NSW air quality indexes on Friday morning deemed Sydney's northwest and southwest regions "hazardous" for air pollution. Sydney's east was deemed between "very poor" and "hazardous" quality.

The Lower and Upper Hunter regions were also enduring hazardous air quality.

The Sydney skyline covered in smoke from Balmain on Friday with a red sun in the background.
The Sydney skyline from Balmain on Friday. Source: AAP

Once again dozens of Sydney residents took to social media to share images of Sydney Harbour and other notable landscapes appearing almost unrecognisable thanks to thick smoke.

Jockey Andrew Adkins rode in Sydney’s west on Thursday and described the conditions as “terrible”.
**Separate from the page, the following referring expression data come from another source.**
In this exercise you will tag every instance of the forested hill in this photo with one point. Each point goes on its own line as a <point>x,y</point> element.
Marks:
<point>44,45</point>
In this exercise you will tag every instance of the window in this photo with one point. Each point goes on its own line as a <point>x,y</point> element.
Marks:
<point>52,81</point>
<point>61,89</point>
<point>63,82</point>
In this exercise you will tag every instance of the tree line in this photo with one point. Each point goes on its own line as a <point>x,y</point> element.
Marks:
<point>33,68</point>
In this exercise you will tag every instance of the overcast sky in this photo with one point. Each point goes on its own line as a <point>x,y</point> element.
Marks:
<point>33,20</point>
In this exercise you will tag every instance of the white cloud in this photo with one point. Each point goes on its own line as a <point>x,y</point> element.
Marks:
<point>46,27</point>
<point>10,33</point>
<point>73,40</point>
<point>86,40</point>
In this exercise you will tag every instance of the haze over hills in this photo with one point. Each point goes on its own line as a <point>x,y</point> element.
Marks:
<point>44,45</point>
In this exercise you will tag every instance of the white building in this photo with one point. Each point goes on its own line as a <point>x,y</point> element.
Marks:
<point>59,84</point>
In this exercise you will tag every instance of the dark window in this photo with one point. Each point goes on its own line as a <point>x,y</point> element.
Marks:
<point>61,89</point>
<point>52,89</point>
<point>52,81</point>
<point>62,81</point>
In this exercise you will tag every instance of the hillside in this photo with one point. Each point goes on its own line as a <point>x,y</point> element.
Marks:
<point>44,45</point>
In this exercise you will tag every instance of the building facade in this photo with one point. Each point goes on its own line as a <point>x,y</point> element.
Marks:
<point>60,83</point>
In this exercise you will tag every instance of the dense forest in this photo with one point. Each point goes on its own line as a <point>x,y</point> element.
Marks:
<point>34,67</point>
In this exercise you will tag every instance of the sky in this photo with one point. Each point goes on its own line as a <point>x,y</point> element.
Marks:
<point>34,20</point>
"I'm asthmatic so it affects me a bit more than a normal person but it (smoke) was pretty savage," Adkins said.

"You could taste it."

NSW Health reiterated to Sydneysiders to only go outside when necessary and warned people with existing lung conditions, such as asthma, may experience an exacerbation of their symptoms if exposed to the conditions.

The air quality has meant a series of meets have been cancelled.

The NSW Rural Fire Service said while some of the smoke in Sydney had started to clear thanks to southerly winds, residents can expect poor conditions for days to come.